Although more than a decade separates the day Congress adopted the Dodd-Frank Act from the moment where we find ourselves today, we must continue to be resolute in our focus and unwavering in our commitment to promote the adoption and enforcement of capital adequacy rules that mitigate systemic risk. We dare not rest on the resilience of reforms from the last crisis; it is imperative that we remain vigilant. We must be prepared to introduce appropriate risk management and capital adequacy rules with respect to novel financial products; innovative uses of data; predictive, learning algorithms; and emerging market participants and platforms. Simply stated, we must consistently prioritize our common goals and commit to identifying effective regulatory solutions.

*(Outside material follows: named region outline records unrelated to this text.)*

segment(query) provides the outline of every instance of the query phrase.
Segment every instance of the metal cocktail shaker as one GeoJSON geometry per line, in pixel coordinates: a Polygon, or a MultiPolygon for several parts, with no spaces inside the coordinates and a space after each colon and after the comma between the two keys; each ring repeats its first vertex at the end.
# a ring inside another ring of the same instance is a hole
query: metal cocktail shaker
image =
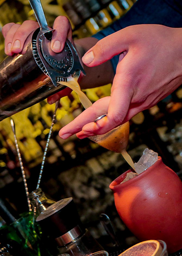
{"type": "Polygon", "coordinates": [[[55,87],[33,55],[31,42],[23,55],[7,56],[0,63],[0,121],[65,88],[55,87]]]}
{"type": "Polygon", "coordinates": [[[66,40],[63,50],[50,49],[54,30],[47,24],[40,1],[30,0],[40,25],[25,53],[8,56],[0,63],[0,121],[65,88],[58,83],[85,71],[78,54],[66,40]]]}

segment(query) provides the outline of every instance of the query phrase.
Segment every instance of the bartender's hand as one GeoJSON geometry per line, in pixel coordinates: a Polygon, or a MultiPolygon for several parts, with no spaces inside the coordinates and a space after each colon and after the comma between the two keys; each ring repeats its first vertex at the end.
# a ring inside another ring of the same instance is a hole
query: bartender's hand
{"type": "Polygon", "coordinates": [[[181,42],[181,28],[157,25],[128,27],[99,41],[82,60],[94,67],[120,54],[111,97],[98,100],[62,128],[61,138],[104,134],[170,94],[182,84],[181,42]]]}
{"type": "MultiPolygon", "coordinates": [[[[5,38],[5,52],[10,56],[16,53],[23,54],[27,50],[28,43],[30,41],[33,32],[39,27],[38,23],[33,20],[25,20],[22,25],[13,23],[5,25],[2,29],[2,33],[5,38]]],[[[71,25],[66,17],[59,16],[55,19],[53,28],[55,31],[53,33],[50,47],[55,52],[61,52],[64,46],[67,38],[72,44],[72,29],[71,25]],[[61,24],[61,26],[60,26],[61,24]]],[[[67,88],[58,94],[48,98],[49,103],[55,102],[55,99],[67,95],[71,92],[67,88]]]]}

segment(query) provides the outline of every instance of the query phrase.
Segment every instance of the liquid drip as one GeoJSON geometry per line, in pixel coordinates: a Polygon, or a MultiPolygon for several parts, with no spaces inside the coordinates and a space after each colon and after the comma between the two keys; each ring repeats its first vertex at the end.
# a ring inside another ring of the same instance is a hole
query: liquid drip
{"type": "Polygon", "coordinates": [[[135,170],[134,163],[129,155],[125,151],[123,151],[121,154],[127,163],[131,166],[132,168],[133,168],[134,170],[135,170]]]}
{"type": "Polygon", "coordinates": [[[79,96],[81,102],[85,109],[88,109],[92,105],[90,100],[87,98],[85,93],[81,91],[76,79],[72,78],[71,80],[69,80],[68,82],[59,82],[59,83],[66,86],[73,91],[74,91],[79,96]]]}
{"type": "MultiPolygon", "coordinates": [[[[92,105],[87,96],[81,91],[76,79],[72,78],[68,82],[59,82],[59,83],[74,91],[85,109],[92,105]]],[[[121,153],[128,164],[135,169],[134,162],[126,151],[129,138],[129,122],[126,122],[105,134],[89,137],[89,138],[105,148],[121,153]]]]}

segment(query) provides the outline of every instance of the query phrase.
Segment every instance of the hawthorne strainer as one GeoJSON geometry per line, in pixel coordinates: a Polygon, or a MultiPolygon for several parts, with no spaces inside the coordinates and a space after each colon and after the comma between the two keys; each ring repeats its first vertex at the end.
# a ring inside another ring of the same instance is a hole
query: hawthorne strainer
{"type": "Polygon", "coordinates": [[[78,78],[81,71],[85,75],[76,51],[69,40],[66,40],[60,53],[51,50],[54,30],[48,26],[40,1],[29,2],[40,27],[34,32],[32,40],[32,52],[37,64],[56,87],[57,82],[67,81],[71,76],[78,78]]]}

Two values codified as principles of the Commission will always be top of mind for me as we approach any issue: first, customer protection is among my highest priorities and second, the integrity of financial markets. I am always thoughtful about those who may not be market participants subject to our regulatory oversight, but may nevertheless be deeply impacted by the decisions of this Commission and other financial market regulators. While these individuals may be less familiar with the causes and characteristics of complex issues that we contemplate daily, such as market volatility, they are all too familiar with the consequences—the pain they feel at the pump when buying gas or the difficulties of stretching an already challenging budget at the local grocery store. We must work together to ensure that our markets remain resilient and continue to serve the public’s interest.
[1] G-20, Leaders’ Statement, The Pittsburgh Summit, https://www.fsb.org/wp-content/uploads/g20_leaders_declaration_pittsburgh_2009.pdf (September 24–25, 2009).
[2] Id.
[3] Id.
[4] Dodd-Frank Wall Street Reform and Consumer Protection Act, Pub. L. 111–203, tit. VII (July 21, 2010) (codified in relevant part at 7 U.S.C. § 7a-1).
[5] CPMI-IOSCO, Principles for Financial Market Infrastructures (April 2012).
[7] Report of the Central Counterparty (CCP) Risk and Governance Subcommittee, Market Risk Advisory Committee of the U.S. Commodity Futures Trading Commission (February 23, 2021).